Friday, September 26, 2008

ratatouille - my way

You might've guessed from the title of this blog that ratatouille floats my boat! Rocks my world! Files my fingernails!

There are so many recipes out there for it, but I use this one from and then add my own twist (my kitchen's just about big enough for one or two twists).

This is what I do differently:

  • I use my skillet and not the oven - even though my oven's teeny tiny it turns my kitchen into a furnace.
  • I leave off the mushrooms and green peppers, though it would be good with those I think. I just always make this when the mood strikes me, and even if I don't have all the veggies it calls for, I go ahead anyway.
  • If I don't have two fresh tomatoes, I use a can of chopped tomatoes with all the juices.
  • I add diced chicken at the beginning when I'm sauteing the onions and garlic, and later add a bit of lemon juice to tenderize it.
  • I also throw in some marjoram, thyme, and a few splashes of red wine.
  • I add the parmesan right at the end before giving it a final stir and serving it up.
  • I serve it over couscous that I've prepared with chicken broth and olive oil.
  • This last time I made the dish I also added some black olives that I had halved lengthwise.
I'm sure this is not authentic whatsoever, but my taste buds sure do dig it.

What's your favorite version of ratatouille? We all know what Anton Ego's was.

curry-dip update

Forgot to say in my post yesterday that I deviated from La Fuji Mama's easy peasy curry dip recipe a bit. She called for a mayo/sour cream combo, and what I actually did (because the cost of sour cream in Japan is sky high) is use mostly plain natural yogurt with a little tiny squirt of Japanese mayo (I've never been a mayo fan). It turned out really well, actually! Probably with the sour cream it would've been creamier, but I've gotten to the point where I substitute plain yogurt for almost anything: buttermilk, sour cream, mayo, toothpaste. (OK, just kidding about the toothpaste.)

Wednesday, September 24, 2008

sweet-potato fries - variations on a theme

Since moving to Japan in 2001, we've been back and forth to our home countries of the U.S. and U.K. almost every year. On one of our trips, somewhere along the way, I picked up an Everyday Food magazine at an airport, just for some light reading. One of our favorite recipes I gleaned from it was roasted sweet-potato fries, which I'm making more now that the seasons are starting to change.

This will be my eighth autumn in Japan, a country that prides itself on the wonder of each of its four seasons. Japanese sweet potatoes are becoming more available now that it's fall and are a bit cheaper than they were previously this year.

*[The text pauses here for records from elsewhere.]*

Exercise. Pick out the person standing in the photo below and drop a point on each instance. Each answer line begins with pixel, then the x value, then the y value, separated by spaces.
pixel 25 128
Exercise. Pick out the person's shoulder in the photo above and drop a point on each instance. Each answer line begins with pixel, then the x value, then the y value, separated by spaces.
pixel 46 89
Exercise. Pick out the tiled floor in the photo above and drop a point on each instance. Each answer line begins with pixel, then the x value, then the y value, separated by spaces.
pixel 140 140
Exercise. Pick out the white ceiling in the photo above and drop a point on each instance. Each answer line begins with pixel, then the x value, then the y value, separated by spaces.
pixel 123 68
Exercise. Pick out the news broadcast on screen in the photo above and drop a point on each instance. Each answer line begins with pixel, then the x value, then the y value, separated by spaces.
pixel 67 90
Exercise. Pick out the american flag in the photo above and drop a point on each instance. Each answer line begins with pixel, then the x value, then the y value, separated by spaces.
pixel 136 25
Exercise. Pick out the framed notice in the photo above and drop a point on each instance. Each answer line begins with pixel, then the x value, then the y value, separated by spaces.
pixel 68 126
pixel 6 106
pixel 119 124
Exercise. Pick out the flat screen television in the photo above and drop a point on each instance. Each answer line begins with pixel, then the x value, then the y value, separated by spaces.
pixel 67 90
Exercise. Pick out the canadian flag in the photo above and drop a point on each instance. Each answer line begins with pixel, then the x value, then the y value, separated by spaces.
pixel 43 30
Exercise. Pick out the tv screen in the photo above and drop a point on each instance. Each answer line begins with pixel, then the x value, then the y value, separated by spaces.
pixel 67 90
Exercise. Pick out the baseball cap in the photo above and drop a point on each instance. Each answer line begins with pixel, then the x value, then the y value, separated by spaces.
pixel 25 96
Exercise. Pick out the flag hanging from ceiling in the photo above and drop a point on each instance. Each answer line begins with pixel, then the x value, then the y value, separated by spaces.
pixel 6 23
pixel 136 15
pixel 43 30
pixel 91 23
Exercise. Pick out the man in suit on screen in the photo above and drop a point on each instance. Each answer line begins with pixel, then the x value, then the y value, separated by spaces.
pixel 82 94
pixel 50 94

Roasted Sweet-Potato Fries (from Everyday Food magazine, December 2004 issue - yes, a real magazine with real paper - sorry, no web link)

Serves 4

1. Preheat oven to 425 F (220 C). Scrub 1.5 lbs. sweet potatoes under cold water and pat dry. Halve lengthwise and then quarter each half lengthwise.
2. On a large rimmed baking sheet, toss sweet potatoes with 1 t. ground cumin, 1 t. coarse salt, 1/4 t. ground pepper, and 1 T. olive oil until well coated. Arrange, cut sides down, in a single layer.
3. Roast, turning potatoes halfway through, until tender and brown, about 30 min.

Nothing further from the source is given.